Data has been completely over-analogised recently, with many of them not holding true. It cannot be oil, or any other commodity for that matter, as it is not a store of value nor does it exist in a natural form waiting to be extracted. It also cannot be a moat, a defensive element against competitors, as simply holding data will not provide a defence for long anyway.
Data can be both an asset or a contra asset, think data breaches, it can also be short term or long term in nature. Too much data can become difficult to manage increase risk and not enough data is not efficient for decision making. Low-quality data can misinform decisions and high-quality data requires extremely high efforts for processing. Data in the wrong format or state can be useless, but if applied to the right problem statement in a specific time window, it can be incredibly valuable.
The economics of data – ‘Alexa, how does my data behave?’
Most theories about the usefulness of data come down to how data can be applied to create scaled competitive advantage. A good example is Amazon’s ‘customer also bought’; at a basic mechanical level, the assumption is that more data will give a better recommendation, which in turn drives customer stickiness and acquisitions. This leads to more feedback (that’s data too) and perpetual motion is solved… or is it?
In a classical economics model, adding more resources with a fixed investment upfront will lead to increasingly favourable economies of scale. In this case, however, the result is the opposite.
A recent, popular example is the use of chatbots in customer support. In most instances, the cognitive assistant begins with a basic but sufficient set of responses to common customer queries or intents. As the corpus grows, the chatbot learns from additional customer queries. Applying traditional economies of scale, we should expect the level of intents per query to increase, meaning the chatbot is able to handle a wider range of customer questions.

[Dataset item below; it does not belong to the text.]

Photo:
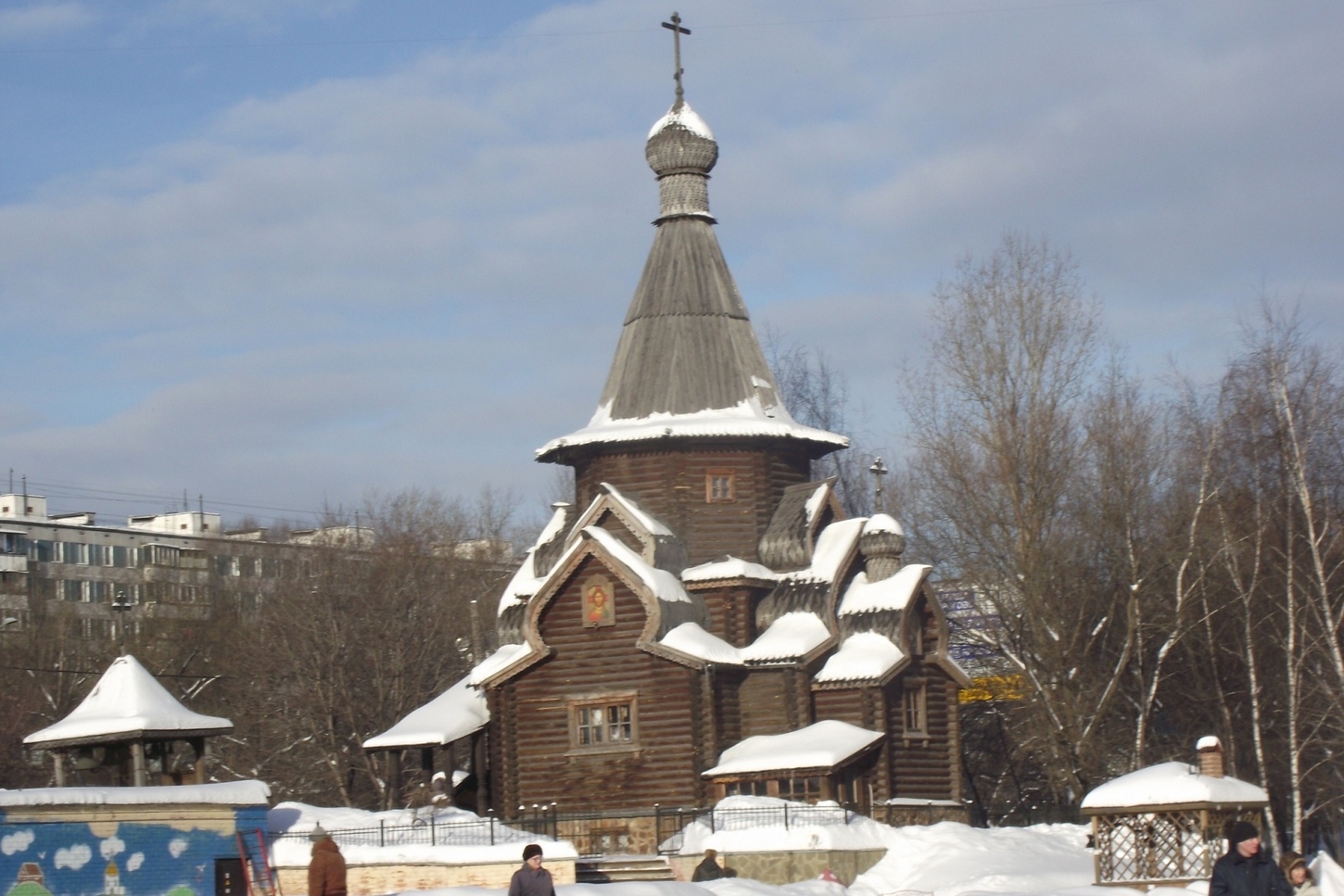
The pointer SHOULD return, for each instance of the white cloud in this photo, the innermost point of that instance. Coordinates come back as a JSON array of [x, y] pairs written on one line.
[[74, 857], [112, 847], [17, 842]]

Instead, the opposite is happens and the increasing volume and cost of data rises at a diminishing return.
So big data doesn’t work, what about small data? New algorithms are emerging for ‘low data’ machine learning techniques such as ‘one-shot learning’ and ‘transfer learning’. These can help bring data to life with limited overheads. For example, OpenAI showed how teaching a robot to perform additional similar tasks, in this case stacking blocks, only required a single demonstration.
Striking the balance – a framework for thinking about the value of data
Laying the foundations of a minimum viable data set
Steps must be taken to collate a usable corpus of data which constitutes the set in which training of the machine models should begin. This initial set may come from various sources such as internal data.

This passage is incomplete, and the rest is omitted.